Manila: Mau Dizon, a marketing officer in one of the largest Philippine banks, is among millions of Filipino taxpayers who stand to benefit from President Rodrigo Duterte's tax reform plan that aims to return to consumers 860 billion pesos ($17 billion) over five years.
Dizon will pay lower taxes under the proposed reform and is likely to spend most of the savings on staples, which account for about a third of her family's monthly budget.
"The additional income will matter since we have one of the highest taxes and prices are rising," she said.
Not surprisingly, Philippine retailers have beaten the 23 percent advance in the benchmark stock index, Southeast Asia's best performer this year.
Rally has steam
Metropolitan Bank & Trust Co., the nation's third-largest money manager, says the rally still has steam because the favourable impact of the tax cuts on disposable incomes won't be short-lived.
"The story for retailers is far from over as the tax cuts will have a multi-year income effect," said John Padilla, head of equities investment at Metropolitan Bank, which manages 440 billion pesos in assets.
"Consumer companies will gain, particularly those that provide the basics, but retailers are the clear winners from the tax plan."
Puregold Price Club Inc., a grocery operator, and Robinsons Retail Holdings Inc., which runs supermarkets and drugstores, have risen 39 percent each this year, while Philippine Seven Corp., the largest convenience store operator, is up 24 percent.

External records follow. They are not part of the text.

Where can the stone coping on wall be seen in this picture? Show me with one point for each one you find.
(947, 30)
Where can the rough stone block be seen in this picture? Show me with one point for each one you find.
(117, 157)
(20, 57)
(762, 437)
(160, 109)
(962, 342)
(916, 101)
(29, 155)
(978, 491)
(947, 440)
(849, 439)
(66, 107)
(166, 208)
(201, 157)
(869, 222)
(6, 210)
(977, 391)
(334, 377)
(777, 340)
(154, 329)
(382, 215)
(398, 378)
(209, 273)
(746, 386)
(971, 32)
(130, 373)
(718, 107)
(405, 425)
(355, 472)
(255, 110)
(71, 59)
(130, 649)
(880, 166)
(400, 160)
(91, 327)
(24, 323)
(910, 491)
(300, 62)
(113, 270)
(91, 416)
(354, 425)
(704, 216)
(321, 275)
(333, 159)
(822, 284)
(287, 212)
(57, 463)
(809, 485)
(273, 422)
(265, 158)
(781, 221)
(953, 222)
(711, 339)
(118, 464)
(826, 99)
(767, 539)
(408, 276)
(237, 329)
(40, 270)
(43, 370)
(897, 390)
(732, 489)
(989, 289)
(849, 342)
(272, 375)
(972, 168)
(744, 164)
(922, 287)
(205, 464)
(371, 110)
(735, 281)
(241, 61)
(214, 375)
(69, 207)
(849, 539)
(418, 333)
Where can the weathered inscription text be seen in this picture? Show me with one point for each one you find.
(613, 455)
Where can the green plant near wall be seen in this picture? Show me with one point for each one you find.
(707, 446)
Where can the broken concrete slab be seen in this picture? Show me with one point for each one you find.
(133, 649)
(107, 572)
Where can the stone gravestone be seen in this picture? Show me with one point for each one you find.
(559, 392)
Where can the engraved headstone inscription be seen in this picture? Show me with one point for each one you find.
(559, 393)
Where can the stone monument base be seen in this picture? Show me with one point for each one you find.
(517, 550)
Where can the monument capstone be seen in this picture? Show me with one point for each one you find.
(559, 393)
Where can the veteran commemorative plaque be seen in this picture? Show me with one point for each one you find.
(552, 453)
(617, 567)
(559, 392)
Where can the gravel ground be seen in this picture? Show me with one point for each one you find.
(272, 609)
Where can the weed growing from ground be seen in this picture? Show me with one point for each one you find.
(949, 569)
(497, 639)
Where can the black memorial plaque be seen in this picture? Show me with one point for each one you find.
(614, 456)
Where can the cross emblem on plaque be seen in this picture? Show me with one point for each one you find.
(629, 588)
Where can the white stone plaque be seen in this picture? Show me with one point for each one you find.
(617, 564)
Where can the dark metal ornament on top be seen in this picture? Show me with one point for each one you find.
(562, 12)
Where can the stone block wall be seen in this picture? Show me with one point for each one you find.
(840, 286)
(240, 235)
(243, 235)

SSI Group Inc., a retailer of high-end brands such as Prada and Gucci, has surged 62 percent.
Depending on what lawmakers approve, taxpayers may get between 860 billion pesos to 945 billion pesos from 2018 through 2022, according to Finance Department estimates in August. Not all consumer stocks will gain from the plan, which is expected to be passed by year-end.

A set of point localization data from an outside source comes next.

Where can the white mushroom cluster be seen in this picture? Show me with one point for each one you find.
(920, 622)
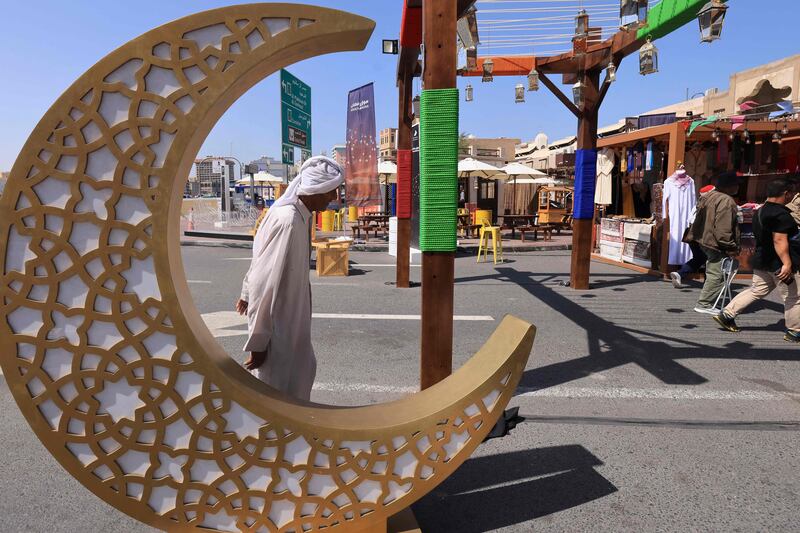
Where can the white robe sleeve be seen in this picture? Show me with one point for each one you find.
(262, 283)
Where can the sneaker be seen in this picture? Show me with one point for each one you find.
(727, 322)
(792, 336)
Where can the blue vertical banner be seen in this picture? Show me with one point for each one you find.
(585, 180)
(361, 175)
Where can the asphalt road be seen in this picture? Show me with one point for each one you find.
(641, 415)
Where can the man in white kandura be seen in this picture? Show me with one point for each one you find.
(276, 292)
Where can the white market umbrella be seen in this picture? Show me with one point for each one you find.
(525, 175)
(470, 168)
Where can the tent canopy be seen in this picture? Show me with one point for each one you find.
(518, 169)
(472, 168)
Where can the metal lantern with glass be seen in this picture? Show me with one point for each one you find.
(578, 92)
(711, 18)
(533, 79)
(519, 94)
(632, 13)
(611, 72)
(648, 58)
(488, 68)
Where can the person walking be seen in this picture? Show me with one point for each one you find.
(716, 230)
(699, 258)
(773, 265)
(276, 292)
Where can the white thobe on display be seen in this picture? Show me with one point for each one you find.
(278, 291)
(682, 200)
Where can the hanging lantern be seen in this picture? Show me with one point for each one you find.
(648, 58)
(519, 94)
(578, 91)
(582, 24)
(533, 80)
(711, 18)
(611, 72)
(472, 58)
(632, 13)
(488, 68)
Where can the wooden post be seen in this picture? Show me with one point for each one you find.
(438, 268)
(587, 140)
(405, 111)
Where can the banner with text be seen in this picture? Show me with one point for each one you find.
(361, 173)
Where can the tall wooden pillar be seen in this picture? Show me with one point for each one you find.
(585, 178)
(438, 268)
(405, 111)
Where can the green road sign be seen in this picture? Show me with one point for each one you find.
(287, 154)
(295, 115)
(668, 16)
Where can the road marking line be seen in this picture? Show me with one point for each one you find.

Food and beverages makers are less appealing than pure retailers to investors including ATR Asset Management.
The reason: their margins are under threat from a weak peso and rising oil prices. Pepsi-Cola Products Philippines Inc. and Universal Robina Corp., a bottler of iced tea and snacks-food manufacturer, have seen shares drop more than 7 percent this year amid a plan to tax sugary drinks.
"The preferred play is more retail than consumer manufacturing companies, which potentially face higher input costs and a very competitive landscape," said Julian Tarrobago, head of equities at ATR Asset, which manages 104 billion pesos of assets.
Restaurant operators such as Jollibee Foods Corp., Max's Group Inc., and Shakey's Pizza Asia Ventures Inc. are better bets than food and drinks companies, according to April Lee-Tan, head of research at COL Financial Group Inc.
After all, eating-out was the third-largest expense for the average Philippine family in 2015, while food, clothing, medicine and spending on consumer durables cornered 40 percent of the budget, government data show.
Still, not all investors are betting on one-way gain in retailers' shares, given their elevated valuations. Puregold, Robinsons and SSI trade at 22 times to 25 times 12-month forward estimated earnings, versus a multiple of 19 for the benchmark index.
"Investors who don't have a position might want to wait for a correction as valuations of these stocks aren't cheap," said Jonathan Ravelas, chief market strategist at BDO Unibank Inc. The market has "already tucked in the potential benefit of the tax cuts."
Metropolitan's Padilla is happy holding on to shares of Puregold and Robinsons he's been buying over the past year.
"We haven't seen the last of the rally," he said. "We want to enjoy the ride."